Failures can be classified into two types, depending on failure tolerant time.a) Single point failures (SPF)
SPF refers to the faults that would immediately cause the output to go invalid state (i.e. result in immediate functional error (failure tolerant time is less)) and make the error dangerous (failure of a safety goal). These errors should be detected as quickly as possible and corrective action taken. An example for these errors is incorrect functioning of the CPU core that could lead to malfunction of a critical feature such as steering. b) Latent failures
These failures refer to the faults that wouldn’t immediately cause the output to go invalid state but would result in the part degradation (failure tolerant time is greater). These faults alone might not result in the functional failure immediately, but with certain subsequent failure conditions they can be dangerous. These faults should be checked periodically and corrective action taken. An example for these errors is bit flipping in the memory or degradation in the memory (i.e. memory ability to hold data). Failure rate dependence
ISO26262 defines the process that could ensure higher tolerance to failure. Failure rate depends on various factors like technology and the environment where the part has to operate. These parameters are generally uncontrollable by silicon providers. So, silicon providers need to look into the design/architecture solution for increase reliability (i.e. detecting the failures as quickly as possible or reducing the impact of those failures).

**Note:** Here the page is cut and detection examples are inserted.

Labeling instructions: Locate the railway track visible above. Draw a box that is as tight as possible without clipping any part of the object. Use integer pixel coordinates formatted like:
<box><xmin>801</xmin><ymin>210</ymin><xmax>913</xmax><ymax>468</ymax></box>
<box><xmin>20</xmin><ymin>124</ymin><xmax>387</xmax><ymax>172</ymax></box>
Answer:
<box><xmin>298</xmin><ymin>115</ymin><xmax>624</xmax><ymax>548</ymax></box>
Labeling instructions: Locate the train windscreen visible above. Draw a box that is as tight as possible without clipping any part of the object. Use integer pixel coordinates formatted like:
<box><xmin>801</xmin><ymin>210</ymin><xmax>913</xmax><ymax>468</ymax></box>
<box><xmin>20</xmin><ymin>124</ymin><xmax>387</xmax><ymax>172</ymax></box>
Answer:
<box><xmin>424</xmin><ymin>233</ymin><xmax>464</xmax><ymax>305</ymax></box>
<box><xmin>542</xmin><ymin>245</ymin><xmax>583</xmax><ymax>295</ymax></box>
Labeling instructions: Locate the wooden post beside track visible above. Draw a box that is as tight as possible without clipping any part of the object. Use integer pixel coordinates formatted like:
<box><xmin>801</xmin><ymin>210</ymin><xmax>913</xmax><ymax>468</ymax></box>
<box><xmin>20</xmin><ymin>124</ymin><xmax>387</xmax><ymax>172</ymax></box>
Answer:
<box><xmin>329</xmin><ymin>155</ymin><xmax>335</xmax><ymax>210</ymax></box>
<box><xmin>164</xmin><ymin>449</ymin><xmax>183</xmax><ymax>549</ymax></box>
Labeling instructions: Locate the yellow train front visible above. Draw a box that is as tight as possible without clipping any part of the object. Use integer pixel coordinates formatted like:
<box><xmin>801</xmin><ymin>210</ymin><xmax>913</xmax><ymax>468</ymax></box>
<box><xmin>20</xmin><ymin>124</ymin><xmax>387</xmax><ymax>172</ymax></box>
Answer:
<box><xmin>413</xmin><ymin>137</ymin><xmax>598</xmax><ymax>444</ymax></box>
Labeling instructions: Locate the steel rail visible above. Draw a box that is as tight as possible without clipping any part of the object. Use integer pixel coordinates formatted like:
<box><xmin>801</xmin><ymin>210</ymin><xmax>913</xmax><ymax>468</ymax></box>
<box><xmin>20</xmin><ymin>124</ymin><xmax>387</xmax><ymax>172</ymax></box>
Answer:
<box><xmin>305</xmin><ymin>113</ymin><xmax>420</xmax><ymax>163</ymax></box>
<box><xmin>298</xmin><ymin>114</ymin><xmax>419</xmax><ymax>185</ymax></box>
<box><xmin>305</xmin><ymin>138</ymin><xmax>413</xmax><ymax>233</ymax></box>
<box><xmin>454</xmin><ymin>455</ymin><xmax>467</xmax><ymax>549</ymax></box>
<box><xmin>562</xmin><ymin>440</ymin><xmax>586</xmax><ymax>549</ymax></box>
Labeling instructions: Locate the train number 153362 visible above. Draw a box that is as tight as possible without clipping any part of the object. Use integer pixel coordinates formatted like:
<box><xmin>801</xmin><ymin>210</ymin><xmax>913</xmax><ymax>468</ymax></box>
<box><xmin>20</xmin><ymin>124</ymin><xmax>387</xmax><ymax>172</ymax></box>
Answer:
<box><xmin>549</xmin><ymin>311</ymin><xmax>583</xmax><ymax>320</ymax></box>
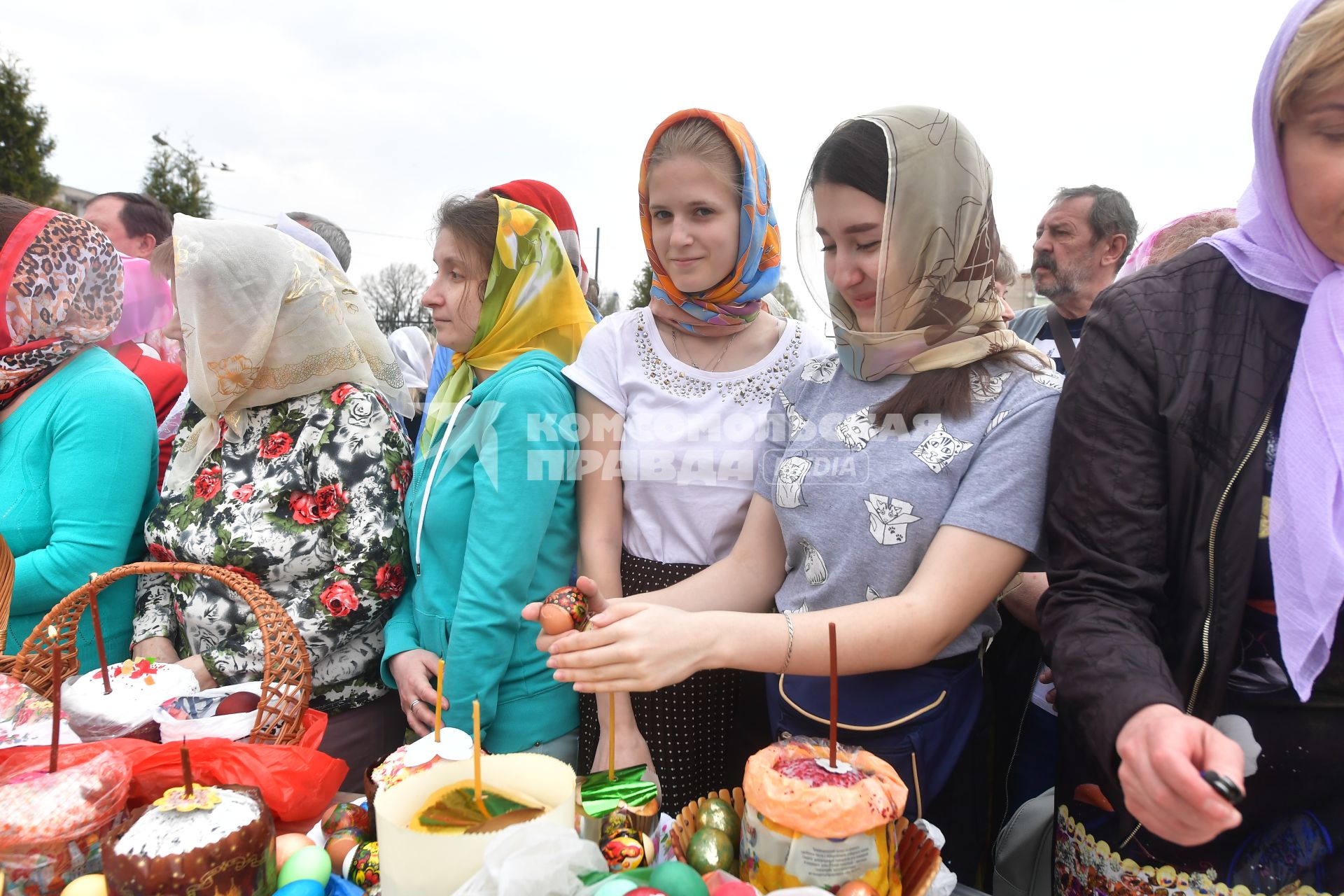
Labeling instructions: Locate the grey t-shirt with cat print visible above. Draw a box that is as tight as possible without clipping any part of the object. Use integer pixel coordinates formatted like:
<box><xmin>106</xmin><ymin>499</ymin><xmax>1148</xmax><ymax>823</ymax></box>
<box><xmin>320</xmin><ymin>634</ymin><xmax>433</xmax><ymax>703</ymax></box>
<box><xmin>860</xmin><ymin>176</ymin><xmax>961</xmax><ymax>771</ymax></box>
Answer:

Several design solutions that can be implemented to increase the circuit reliability are discussed below.Lockstep mode and delayed lockstep mode
An extra CPU is integrated in the device. If one of the CPU is malfunctions then it is immediately sensed by compare logic. Once the fault is detected, the system could be designed to run in a safe mode and give warning to the user.
Another means of ensuring CPU operation is to run the main CPU one or two "clocks" delayed from the "checker" CPU and accordingly do the comparison. This is known as delayed lockstep mode of operation.Adding structural redundancy to make a design more immune to failures
Critical flops in the design could be replaced by the triple flop structure as shown in the above diagram. Additional flops reduce the risk of the circuit malfunction due to bit inversion on one of the flops. Having more flops reduces the probability that two flops in the same structure will flip simultaneously.
Critical modules/peripherals in the SoC can be replicated to provide fault tolerant operation (e.g. two ADC measuring the same quantity). In case of an error in a module, the backup module can be made active. A safety protection mechanism must be put in place like regular LBIST (logic built-in self-test
), ECC (error correction code), or CRC (cyclic redundancy check
) scan of configuration space to detect errors in module/peripherals.Data redundancy added to make a design more immune to noise
A master unit could generate an error correction code, which could travel along with the address and data, being checked at the destination. In case of the bit flip due to noise, this error could be detected at the receiver end and corrective action taken by having these end-to-end ECC checks. Similarly critical modules can have local ECC checks.
Similarly data in RAM could be stored with the ECC whenever a "write" occurs in the RAM, and on "read" it can check for ECC error.